Sudden Infant Death Syndrome, or SIDS, is a devastating disease that is still very poorly understood. So when new research comes out, it can seem like a big deal, especially if that research seems to offer a way to save children’s lives. Social media posts applauded one such new study this week, announcing that the research identifies the reason why hundreds of babies die unexpectedly each year.

But while the study points in a promising direction for future research, it’s not a panacea, experts say. “There’s nothing definitive about this,” Rachel Moon, a researcher who studies sudden infant death syndrome at the University of Virginia, said in an email to The edge. The renewed interest in the study is understandable, she says, but not warranted.

SIDS refers to the sudden and often unexplained death of an infant one year old or younger. It’s largely a mystery, and doctors don’t have good answers as to why it happens. Parents of infants who have died of unexplained causes are often the center of suspicion, which can make them even more guilty and bereaved than they already are. SIDS medical research has, over the past few decades, focused on prevention: there is an association between the way infants are asleep and SIDS, so parents are encouraged to place babies on their backs and on surfaces farms.

But even with safe sleep campaigns, which have been effective in reducing infant mortality since the late 1980s, SIDS death rates have remained about the same in the United States for years. Without good explanations of the causes of death, parents of young children often spend months worrying that it will happen to their baby.
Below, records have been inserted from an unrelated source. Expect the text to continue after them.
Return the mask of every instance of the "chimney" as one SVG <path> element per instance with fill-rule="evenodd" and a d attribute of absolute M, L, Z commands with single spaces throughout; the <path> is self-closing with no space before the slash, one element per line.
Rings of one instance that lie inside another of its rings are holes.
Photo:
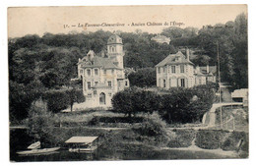
<path fill-rule="evenodd" d="M 189 60 L 189 49 L 186 48 L 186 56 L 187 56 L 187 60 Z"/>
<path fill-rule="evenodd" d="M 87 56 L 88 56 L 88 60 L 92 61 L 95 57 L 95 52 L 93 50 L 90 50 L 88 53 L 87 53 Z"/>
<path fill-rule="evenodd" d="M 209 65 L 207 64 L 207 66 L 206 66 L 206 73 L 209 74 L 209 72 L 210 72 L 210 70 L 209 70 Z"/>

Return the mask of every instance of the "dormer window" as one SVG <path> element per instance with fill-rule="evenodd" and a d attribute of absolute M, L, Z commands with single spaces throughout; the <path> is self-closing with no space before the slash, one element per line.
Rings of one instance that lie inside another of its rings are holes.
<path fill-rule="evenodd" d="M 91 70 L 90 69 L 87 70 L 87 76 L 91 76 Z"/>

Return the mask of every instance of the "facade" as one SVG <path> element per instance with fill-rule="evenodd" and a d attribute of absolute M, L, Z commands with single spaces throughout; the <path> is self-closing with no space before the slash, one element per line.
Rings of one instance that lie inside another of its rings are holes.
<path fill-rule="evenodd" d="M 123 68 L 122 39 L 114 34 L 107 41 L 107 53 L 96 56 L 90 50 L 78 62 L 78 78 L 83 83 L 86 103 L 90 107 L 110 107 L 117 91 L 129 86 Z"/>
<path fill-rule="evenodd" d="M 209 82 L 216 83 L 215 66 L 195 67 L 189 60 L 188 49 L 186 49 L 186 55 L 178 51 L 176 54 L 168 55 L 156 66 L 157 86 L 163 88 L 193 87 Z"/>
<path fill-rule="evenodd" d="M 169 37 L 166 37 L 166 36 L 164 36 L 164 35 L 159 34 L 159 35 L 157 35 L 157 36 L 155 36 L 155 37 L 152 37 L 151 40 L 155 40 L 155 41 L 157 41 L 157 42 L 159 42 L 159 43 L 160 43 L 160 44 L 162 44 L 162 43 L 167 43 L 167 44 L 169 44 L 170 38 L 169 38 Z"/>

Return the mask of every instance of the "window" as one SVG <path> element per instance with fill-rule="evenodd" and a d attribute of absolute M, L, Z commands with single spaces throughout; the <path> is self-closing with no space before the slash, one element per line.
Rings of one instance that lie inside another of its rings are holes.
<path fill-rule="evenodd" d="M 91 76 L 91 70 L 90 69 L 87 70 L 87 76 Z"/>
<path fill-rule="evenodd" d="M 172 73 L 172 74 L 176 73 L 176 68 L 175 68 L 175 66 L 171 66 L 171 73 Z"/>
<path fill-rule="evenodd" d="M 99 104 L 105 104 L 105 93 L 103 92 L 99 94 Z"/>
<path fill-rule="evenodd" d="M 95 69 L 95 74 L 96 74 L 96 76 L 98 75 L 98 70 L 97 69 Z"/>
<path fill-rule="evenodd" d="M 166 72 L 166 67 L 163 67 L 162 70 L 163 70 L 162 73 L 165 73 Z"/>
<path fill-rule="evenodd" d="M 180 73 L 184 73 L 185 72 L 185 67 L 184 65 L 180 65 Z"/>
<path fill-rule="evenodd" d="M 185 79 L 180 79 L 180 86 L 185 87 Z"/>
<path fill-rule="evenodd" d="M 83 74 L 83 70 L 80 70 L 80 74 Z"/>
<path fill-rule="evenodd" d="M 115 47 L 112 47 L 112 52 L 115 52 Z"/>
<path fill-rule="evenodd" d="M 87 83 L 87 88 L 90 89 L 91 88 L 91 82 Z"/>
<path fill-rule="evenodd" d="M 109 87 L 111 87 L 112 85 L 111 85 L 111 82 L 107 82 L 107 85 L 109 86 Z"/>
<path fill-rule="evenodd" d="M 166 81 L 163 80 L 163 87 L 166 87 Z"/>

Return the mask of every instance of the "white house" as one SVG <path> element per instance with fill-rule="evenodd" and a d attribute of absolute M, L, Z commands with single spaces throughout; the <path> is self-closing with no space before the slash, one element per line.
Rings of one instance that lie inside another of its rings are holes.
<path fill-rule="evenodd" d="M 162 44 L 162 43 L 169 44 L 170 38 L 166 37 L 164 35 L 158 34 L 155 37 L 152 37 L 151 40 L 155 40 L 160 44 Z"/>
<path fill-rule="evenodd" d="M 129 86 L 123 68 L 122 39 L 114 34 L 107 40 L 106 56 L 96 56 L 90 50 L 78 62 L 78 78 L 83 81 L 83 92 L 89 107 L 110 107 L 117 91 Z"/>
<path fill-rule="evenodd" d="M 193 87 L 209 82 L 216 83 L 216 67 L 195 67 L 189 60 L 188 49 L 186 49 L 186 56 L 181 51 L 170 54 L 156 68 L 157 86 L 159 87 Z"/>

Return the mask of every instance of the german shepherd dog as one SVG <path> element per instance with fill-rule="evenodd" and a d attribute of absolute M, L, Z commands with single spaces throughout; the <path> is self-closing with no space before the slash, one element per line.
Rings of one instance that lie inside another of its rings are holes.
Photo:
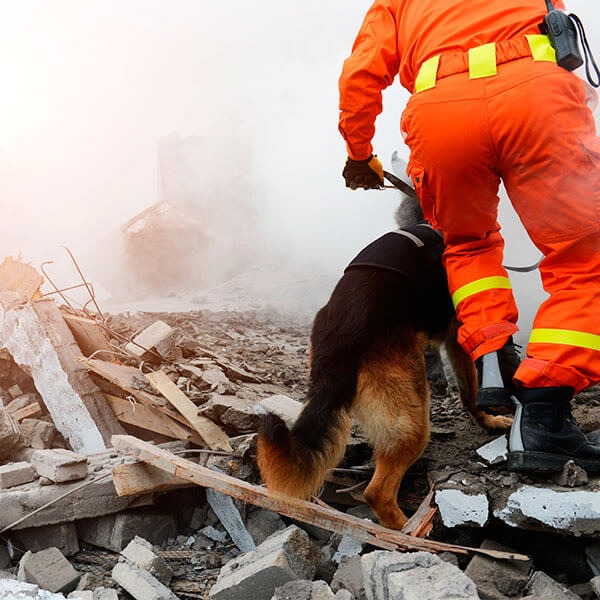
<path fill-rule="evenodd" d="M 352 415 L 375 459 L 364 498 L 382 525 L 401 529 L 407 517 L 398 490 L 429 439 L 431 345 L 445 345 L 460 399 L 475 420 L 488 431 L 510 427 L 507 417 L 475 408 L 477 374 L 456 340 L 442 251 L 441 236 L 419 224 L 379 238 L 346 269 L 314 320 L 300 416 L 291 431 L 276 415 L 261 420 L 258 466 L 269 490 L 305 499 L 318 493 L 344 456 Z"/>

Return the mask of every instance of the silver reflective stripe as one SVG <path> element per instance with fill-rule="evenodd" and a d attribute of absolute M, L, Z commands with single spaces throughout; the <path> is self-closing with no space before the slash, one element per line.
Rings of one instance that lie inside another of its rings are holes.
<path fill-rule="evenodd" d="M 525 452 L 523 436 L 521 435 L 521 417 L 523 416 L 523 405 L 516 399 L 515 396 L 511 396 L 511 398 L 517 408 L 515 410 L 515 417 L 512 427 L 510 428 L 508 450 L 509 452 Z"/>
<path fill-rule="evenodd" d="M 503 388 L 502 373 L 498 362 L 498 353 L 490 352 L 483 355 L 483 377 L 481 387 Z"/>
<path fill-rule="evenodd" d="M 403 235 L 404 237 L 407 237 L 411 242 L 413 242 L 419 248 L 421 248 L 425 245 L 416 235 L 413 235 L 412 233 L 409 233 L 408 231 L 398 229 L 398 230 L 394 231 L 393 233 L 398 233 L 399 235 Z"/>

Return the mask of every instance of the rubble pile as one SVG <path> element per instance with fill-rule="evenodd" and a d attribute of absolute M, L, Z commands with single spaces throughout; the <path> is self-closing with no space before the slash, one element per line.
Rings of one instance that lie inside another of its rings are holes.
<path fill-rule="evenodd" d="M 0 265 L 0 600 L 600 598 L 600 481 L 504 470 L 439 356 L 393 532 L 364 504 L 356 428 L 312 503 L 260 486 L 257 424 L 301 410 L 308 327 L 74 311 L 40 284 Z M 598 404 L 577 400 L 586 431 Z"/>

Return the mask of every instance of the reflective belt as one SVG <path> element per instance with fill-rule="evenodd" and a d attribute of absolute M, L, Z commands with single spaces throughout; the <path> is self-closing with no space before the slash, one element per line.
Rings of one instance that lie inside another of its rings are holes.
<path fill-rule="evenodd" d="M 488 290 L 511 290 L 510 280 L 508 277 L 484 277 L 477 281 L 471 281 L 467 285 L 463 285 L 458 288 L 454 294 L 452 294 L 452 303 L 456 308 L 460 302 L 469 296 L 479 294 L 480 292 L 487 292 Z"/>
<path fill-rule="evenodd" d="M 568 329 L 534 329 L 529 338 L 530 344 L 562 344 L 588 350 L 600 350 L 600 335 L 570 331 Z"/>
<path fill-rule="evenodd" d="M 516 55 L 505 56 L 502 60 L 497 58 L 498 44 L 483 44 L 483 46 L 477 46 L 471 48 L 468 51 L 468 71 L 470 79 L 481 79 L 483 77 L 492 77 L 496 75 L 498 69 L 497 65 L 501 62 L 508 62 L 509 60 L 515 60 L 517 58 L 523 58 L 523 56 L 532 56 L 536 62 L 547 61 L 556 62 L 556 52 L 550 44 L 550 40 L 547 35 L 526 35 L 527 40 L 526 47 L 522 48 L 522 51 L 517 51 Z M 523 40 L 523 38 L 521 38 Z M 510 41 L 510 40 L 509 40 Z M 523 41 L 523 43 L 525 43 Z M 502 42 L 500 42 L 502 44 Z M 519 55 L 520 54 L 520 55 Z M 415 93 L 424 92 L 434 88 L 440 70 L 440 60 L 445 55 L 438 54 L 432 58 L 427 59 L 419 69 L 419 73 L 415 80 Z M 456 73 L 462 73 L 467 70 L 464 69 L 456 70 L 454 72 L 445 73 L 442 76 L 447 77 L 448 75 L 455 75 Z"/>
That’s probably why the new study has hit such a chord on social media. Her findings were also overstated by early coverage that claimed she showed the clear reason for SIDS. This is common with scientific studies, which are sometimes portrayed by press releases, their researchers, or superficial reporting as more sensationalized than they actually are. It’s a problem that can give people unrealistic expectations of solutions and undermine trust in science more generally.
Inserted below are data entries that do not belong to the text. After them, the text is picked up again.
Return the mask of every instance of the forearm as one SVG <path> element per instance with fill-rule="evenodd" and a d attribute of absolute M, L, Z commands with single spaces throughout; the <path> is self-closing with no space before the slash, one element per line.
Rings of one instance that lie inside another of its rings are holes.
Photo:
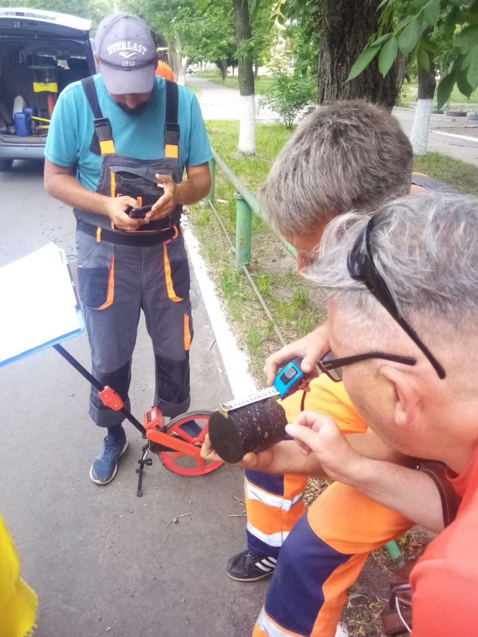
<path fill-rule="evenodd" d="M 340 482 L 435 533 L 443 530 L 436 485 L 426 473 L 391 462 L 363 458 L 353 475 Z"/>
<path fill-rule="evenodd" d="M 347 436 L 351 446 L 366 458 L 386 461 L 406 467 L 414 466 L 416 461 L 387 447 L 372 432 L 351 434 Z M 311 478 L 326 478 L 320 462 L 314 454 L 304 455 L 294 440 L 284 440 L 273 446 L 272 458 L 268 454 L 257 454 L 257 471 L 268 473 L 299 473 Z"/>
<path fill-rule="evenodd" d="M 108 197 L 82 186 L 71 175 L 49 175 L 45 178 L 45 187 L 49 195 L 69 206 L 99 215 L 108 215 L 105 204 Z"/>
<path fill-rule="evenodd" d="M 187 181 L 178 184 L 178 203 L 184 206 L 197 203 L 206 196 L 210 187 L 211 178 L 208 173 L 189 176 Z"/>

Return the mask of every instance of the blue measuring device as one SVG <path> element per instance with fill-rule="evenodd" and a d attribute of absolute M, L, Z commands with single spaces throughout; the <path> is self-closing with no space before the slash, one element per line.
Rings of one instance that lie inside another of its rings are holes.
<path fill-rule="evenodd" d="M 282 368 L 276 376 L 272 386 L 277 390 L 277 394 L 281 398 L 285 398 L 289 394 L 293 393 L 302 382 L 305 375 L 300 368 L 303 361 L 303 356 L 294 359 Z"/>
<path fill-rule="evenodd" d="M 252 403 L 258 403 L 266 398 L 271 398 L 273 396 L 286 398 L 288 396 L 297 391 L 302 383 L 310 380 L 317 375 L 315 371 L 307 374 L 302 371 L 300 366 L 303 359 L 303 356 L 300 356 L 284 365 L 277 373 L 271 387 L 263 389 L 262 391 L 257 392 L 250 396 L 247 396 L 245 398 L 223 403 L 219 406 L 219 410 L 227 416 L 229 412 L 238 409 L 240 407 L 245 407 Z"/>

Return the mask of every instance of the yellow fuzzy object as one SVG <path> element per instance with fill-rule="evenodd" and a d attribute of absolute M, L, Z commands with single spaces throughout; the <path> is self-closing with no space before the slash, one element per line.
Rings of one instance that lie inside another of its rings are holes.
<path fill-rule="evenodd" d="M 33 634 L 36 594 L 20 576 L 20 560 L 0 516 L 0 637 Z"/>

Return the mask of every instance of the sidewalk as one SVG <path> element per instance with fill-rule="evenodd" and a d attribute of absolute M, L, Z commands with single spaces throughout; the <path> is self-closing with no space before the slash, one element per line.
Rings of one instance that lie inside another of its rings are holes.
<path fill-rule="evenodd" d="M 44 194 L 40 163 L 16 162 L 0 185 L 0 265 L 48 240 L 73 259 L 73 215 Z M 232 392 L 194 275 L 192 287 L 191 408 L 214 409 Z M 89 367 L 85 333 L 64 347 Z M 154 383 L 141 320 L 131 391 L 136 417 L 150 406 Z M 113 481 L 98 487 L 88 474 L 104 433 L 88 417 L 81 376 L 49 349 L 0 368 L 0 511 L 22 576 L 38 594 L 35 637 L 250 634 L 267 582 L 244 585 L 224 572 L 227 557 L 245 547 L 245 519 L 228 517 L 244 508 L 233 497 L 243 498 L 242 471 L 187 478 L 154 457 L 137 498 L 143 441 L 126 423 L 130 447 Z"/>
<path fill-rule="evenodd" d="M 186 76 L 186 85 L 200 91 L 198 99 L 205 119 L 240 118 L 241 103 L 239 91 L 236 89 L 222 87 L 194 73 Z M 262 123 L 280 121 L 275 111 L 258 106 L 259 99 L 260 96 L 256 96 L 256 120 Z M 393 114 L 407 134 L 410 136 L 415 111 L 397 108 L 394 108 Z M 467 117 L 434 115 L 431 116 L 430 129 L 430 152 L 443 153 L 478 166 L 478 122 L 471 122 Z"/>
Focus on this SIDS study published in the journal EBioMedicine last week shows it was very small – it included blood samples from 67 infants who died and 10 who survived. The analysis showed that infants who died of SIDS had lower levels of an enzyme called butyrylcholinesterase, which the researchers believe is involved in neural function. This does not necessarily mean that the enzyme is responsible for SIDS or plays a role in infant death. And even though there was a statistical difference between the levels of the enzyme between the two groups of infants, there was some overlap between them. That would make it difficult to design an accurate blood test to check whether an infant had levels of the SIDS-linked enzyme, Moon said.

Individual scientific studies rarely offer clear answers, especially to complex issues like SIDS. Science is an iterative process, and research builds on itself over time. Research into the more basic biological reasons for devastating problems like SIDS is important to help break down the stigma of grieving parents and offer potential solutions. And any new discovery that points in a promising direction is helpful. But it is also important to be clear about the limitations of any given research. In this case, there is still a long way to go before an SIDS test is available.
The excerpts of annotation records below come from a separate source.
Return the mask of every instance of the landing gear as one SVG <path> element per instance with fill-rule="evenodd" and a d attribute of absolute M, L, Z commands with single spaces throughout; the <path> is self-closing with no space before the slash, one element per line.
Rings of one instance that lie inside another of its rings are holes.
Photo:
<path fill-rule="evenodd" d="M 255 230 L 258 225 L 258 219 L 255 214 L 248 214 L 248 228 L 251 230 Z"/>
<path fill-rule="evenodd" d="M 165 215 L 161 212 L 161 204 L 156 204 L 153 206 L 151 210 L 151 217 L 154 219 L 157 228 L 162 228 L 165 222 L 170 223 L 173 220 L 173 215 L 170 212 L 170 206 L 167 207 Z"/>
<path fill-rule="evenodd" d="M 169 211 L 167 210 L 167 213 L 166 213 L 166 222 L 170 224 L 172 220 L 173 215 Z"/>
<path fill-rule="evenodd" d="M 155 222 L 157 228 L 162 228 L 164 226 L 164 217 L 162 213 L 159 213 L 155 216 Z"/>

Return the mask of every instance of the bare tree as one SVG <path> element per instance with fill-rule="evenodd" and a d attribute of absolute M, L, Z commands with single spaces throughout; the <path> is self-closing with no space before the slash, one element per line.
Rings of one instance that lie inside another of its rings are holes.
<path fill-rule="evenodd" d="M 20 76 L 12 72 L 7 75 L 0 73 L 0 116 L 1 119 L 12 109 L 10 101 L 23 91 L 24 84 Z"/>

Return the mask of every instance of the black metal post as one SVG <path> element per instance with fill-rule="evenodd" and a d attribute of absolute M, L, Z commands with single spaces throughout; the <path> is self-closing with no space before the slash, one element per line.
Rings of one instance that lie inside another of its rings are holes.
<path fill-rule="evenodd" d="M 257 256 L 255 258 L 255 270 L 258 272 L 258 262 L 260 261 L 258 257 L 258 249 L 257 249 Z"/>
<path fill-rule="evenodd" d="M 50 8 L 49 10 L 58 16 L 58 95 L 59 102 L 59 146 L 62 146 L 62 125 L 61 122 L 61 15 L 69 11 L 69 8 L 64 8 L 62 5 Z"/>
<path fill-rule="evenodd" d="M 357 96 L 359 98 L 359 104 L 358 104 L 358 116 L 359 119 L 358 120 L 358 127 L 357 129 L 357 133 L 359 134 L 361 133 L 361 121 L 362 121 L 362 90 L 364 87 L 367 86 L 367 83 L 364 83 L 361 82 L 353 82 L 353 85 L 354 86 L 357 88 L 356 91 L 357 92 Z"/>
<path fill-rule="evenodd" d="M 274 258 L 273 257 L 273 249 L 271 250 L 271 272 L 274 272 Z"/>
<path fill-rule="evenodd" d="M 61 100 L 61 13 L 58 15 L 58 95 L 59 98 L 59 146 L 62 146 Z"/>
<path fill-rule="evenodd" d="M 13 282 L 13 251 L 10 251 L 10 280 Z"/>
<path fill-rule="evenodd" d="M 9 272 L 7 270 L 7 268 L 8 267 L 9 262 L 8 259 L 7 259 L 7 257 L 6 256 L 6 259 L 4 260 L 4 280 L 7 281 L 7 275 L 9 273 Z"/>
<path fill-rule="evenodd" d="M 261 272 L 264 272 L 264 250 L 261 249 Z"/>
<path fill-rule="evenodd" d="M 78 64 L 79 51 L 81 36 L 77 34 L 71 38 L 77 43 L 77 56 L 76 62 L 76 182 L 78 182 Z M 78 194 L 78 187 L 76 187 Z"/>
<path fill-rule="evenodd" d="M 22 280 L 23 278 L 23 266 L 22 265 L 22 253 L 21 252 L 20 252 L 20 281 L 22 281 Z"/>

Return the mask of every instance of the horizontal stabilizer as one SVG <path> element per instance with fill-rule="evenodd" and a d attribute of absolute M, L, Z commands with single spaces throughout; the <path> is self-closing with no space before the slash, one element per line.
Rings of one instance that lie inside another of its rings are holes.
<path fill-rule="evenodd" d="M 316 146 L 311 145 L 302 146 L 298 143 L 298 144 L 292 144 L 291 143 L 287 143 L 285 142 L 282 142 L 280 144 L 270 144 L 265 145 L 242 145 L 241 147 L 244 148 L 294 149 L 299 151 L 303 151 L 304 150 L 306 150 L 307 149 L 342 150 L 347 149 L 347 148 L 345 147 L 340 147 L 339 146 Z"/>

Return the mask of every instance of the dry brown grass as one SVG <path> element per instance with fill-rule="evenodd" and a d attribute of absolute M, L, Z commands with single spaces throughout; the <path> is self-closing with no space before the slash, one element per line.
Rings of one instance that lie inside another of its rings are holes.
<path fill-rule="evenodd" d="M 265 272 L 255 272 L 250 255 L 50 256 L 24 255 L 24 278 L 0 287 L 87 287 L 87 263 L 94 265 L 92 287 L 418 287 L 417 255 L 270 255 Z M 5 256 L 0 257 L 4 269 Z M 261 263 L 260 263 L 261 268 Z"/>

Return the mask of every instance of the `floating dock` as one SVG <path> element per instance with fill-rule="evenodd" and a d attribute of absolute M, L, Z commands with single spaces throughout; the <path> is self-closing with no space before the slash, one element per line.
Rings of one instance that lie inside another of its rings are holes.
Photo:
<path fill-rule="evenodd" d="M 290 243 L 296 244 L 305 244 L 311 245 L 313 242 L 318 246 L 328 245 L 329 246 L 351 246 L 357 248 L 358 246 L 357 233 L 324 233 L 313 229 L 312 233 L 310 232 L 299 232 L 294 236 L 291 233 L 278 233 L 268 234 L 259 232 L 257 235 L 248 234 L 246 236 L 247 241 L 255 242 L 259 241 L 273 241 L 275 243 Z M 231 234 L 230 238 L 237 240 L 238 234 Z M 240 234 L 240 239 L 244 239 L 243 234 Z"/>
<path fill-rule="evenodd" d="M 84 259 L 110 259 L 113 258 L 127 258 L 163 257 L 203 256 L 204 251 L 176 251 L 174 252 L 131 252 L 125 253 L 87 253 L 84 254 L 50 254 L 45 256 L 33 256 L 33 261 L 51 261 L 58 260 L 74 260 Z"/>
“This is progress, and for this we should be optimistic, but it is not the complete answer,” Alison Jacobson, CEO of First Candle, a SIDS-focused nonprofit, said in a statement. . “As bereaved parents ourselves, we understand how parents whose babies have died of this mysterious disease desperately want answers and new parents want reassurance that it will not happen to their baby. We pray that it will happen one day, but it is not today.